I may or may not have screamed (I did scream), picked up the baby where he was sleeping, nearly breaking the cardinal rule of babies (that is, to never wake them), and brought him back to his room and put him in his crib and soothed him back to sleep and sat on the mattress on the floor, alternatively breathing and praying that my delicious chili dog was not going to make an encore show.

I was going to die up there. I knew it.  I went to Facebook to say a capslock goodbye to all my friends and family and resigned myself to my fate. My iPad would not let me say a capslock goodbye to all my friends and family, not because my iPad had a faith in my strength of constitution, but because it was so old that it doesn’t know how to stay on internet pages for longer than four seconds.

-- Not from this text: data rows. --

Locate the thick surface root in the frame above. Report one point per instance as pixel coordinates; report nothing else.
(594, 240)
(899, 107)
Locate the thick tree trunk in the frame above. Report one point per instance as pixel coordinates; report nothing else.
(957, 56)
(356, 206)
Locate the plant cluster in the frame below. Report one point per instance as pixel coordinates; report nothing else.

The cat. In the house. Had a dead bird.

So, maybe it wasn’t dead. It flew into the window trying to escape. Then the cat came back from the window with a grey mound of feathers in its mouth that was shaped like a bird. Maybe the bird fooled it. Maybe it was playing dead. Maybe it had an extra bird coat and flung it over a crushed pinecone.  But more likely it was a dead bird and so I had to do what any superhero-obsessed nanny would do: save the baby, and hide like a coward.

Which I managed quite well, I think, considering.  I called for backup.  The wee one’s granddad checked to make sure there was no bird in plain sight or in my shoes.  And now I’m home where there is no dead animals anywhere, with feathers or otherwise.

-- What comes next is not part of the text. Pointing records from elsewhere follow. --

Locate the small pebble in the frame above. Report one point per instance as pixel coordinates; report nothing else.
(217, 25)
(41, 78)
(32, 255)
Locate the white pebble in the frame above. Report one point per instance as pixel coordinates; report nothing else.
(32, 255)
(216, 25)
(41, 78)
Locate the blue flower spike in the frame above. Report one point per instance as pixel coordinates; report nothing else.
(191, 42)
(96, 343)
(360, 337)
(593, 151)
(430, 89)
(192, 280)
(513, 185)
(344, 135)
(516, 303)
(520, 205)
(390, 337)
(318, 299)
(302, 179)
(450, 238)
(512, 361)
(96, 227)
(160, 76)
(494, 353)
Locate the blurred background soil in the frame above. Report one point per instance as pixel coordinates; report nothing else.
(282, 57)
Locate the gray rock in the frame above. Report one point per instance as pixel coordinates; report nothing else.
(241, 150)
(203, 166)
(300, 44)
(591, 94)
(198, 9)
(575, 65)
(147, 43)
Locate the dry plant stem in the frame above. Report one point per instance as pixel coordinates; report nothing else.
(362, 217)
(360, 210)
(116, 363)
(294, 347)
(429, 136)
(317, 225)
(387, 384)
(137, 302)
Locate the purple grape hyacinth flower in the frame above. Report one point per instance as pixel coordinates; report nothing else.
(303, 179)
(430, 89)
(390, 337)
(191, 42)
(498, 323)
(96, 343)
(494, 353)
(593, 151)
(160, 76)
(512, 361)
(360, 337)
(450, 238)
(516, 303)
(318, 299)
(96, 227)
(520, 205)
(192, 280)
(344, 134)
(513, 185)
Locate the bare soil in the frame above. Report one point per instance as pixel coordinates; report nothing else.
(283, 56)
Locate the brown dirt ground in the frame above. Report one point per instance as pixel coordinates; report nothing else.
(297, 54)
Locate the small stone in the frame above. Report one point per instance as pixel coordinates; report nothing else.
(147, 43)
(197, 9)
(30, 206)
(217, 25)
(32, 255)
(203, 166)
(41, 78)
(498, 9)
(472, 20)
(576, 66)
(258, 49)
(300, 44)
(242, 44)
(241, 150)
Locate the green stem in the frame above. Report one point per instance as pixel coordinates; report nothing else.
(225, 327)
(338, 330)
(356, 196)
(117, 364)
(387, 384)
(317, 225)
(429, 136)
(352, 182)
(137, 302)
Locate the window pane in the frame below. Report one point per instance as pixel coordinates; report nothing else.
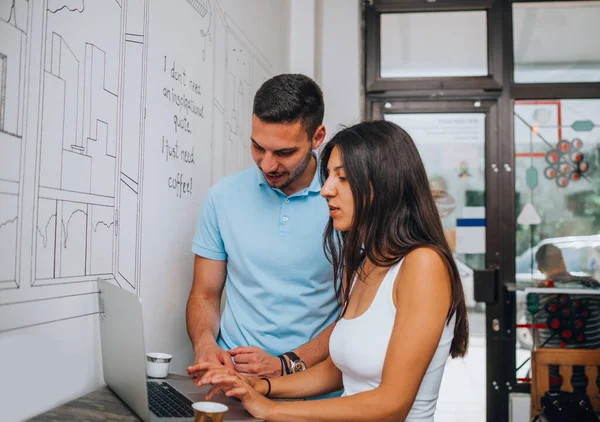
(556, 42)
(438, 44)
(557, 188)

Probably I could even manage zombies better than I can manage dead birds.  The same unholy terror people have when they deal with heights or public speaking or public speaking from a great height, or death, or death after public speaking from a great height, I have for dead birds.  I can’t explain it. It’s visceral.  Maybe I have my wires crossed and the ‘dead birds’ wire is linked up to the ‘being buried alive’ feeling, but whatever it is… it’s the worst.

So, I saved the baby today (though the baby was in literally no danger) and my panic attack was enough cardio for the next couple months; I think today was a success.  A weird, upsetting success.

Sneaky Plots

If you want me to be a part of a sneaky plot, you have got to let me know. I am not good at improvisation.  The look that you give that means you-should-play-along-with-what-I-say I take as the I-have-gastronomic-distress look.

Many sneaky plots have gone to pot because of me.

You should actually just tell me to smile and look like I’m not up to something, but don’t tell me to say anything. I give it away, if people know what to look for.

What to look for: I laugh.  I look at the sneaky plot leader. I go all deer-in-the-headlights. I tell the truth.

I do enjoy sneaky plots. I like pretending I’m part of a secret.  I love tiptoeing through the dark on an excursion to do something silly and covert.  But you need to let me know, or I will ruin it on accident.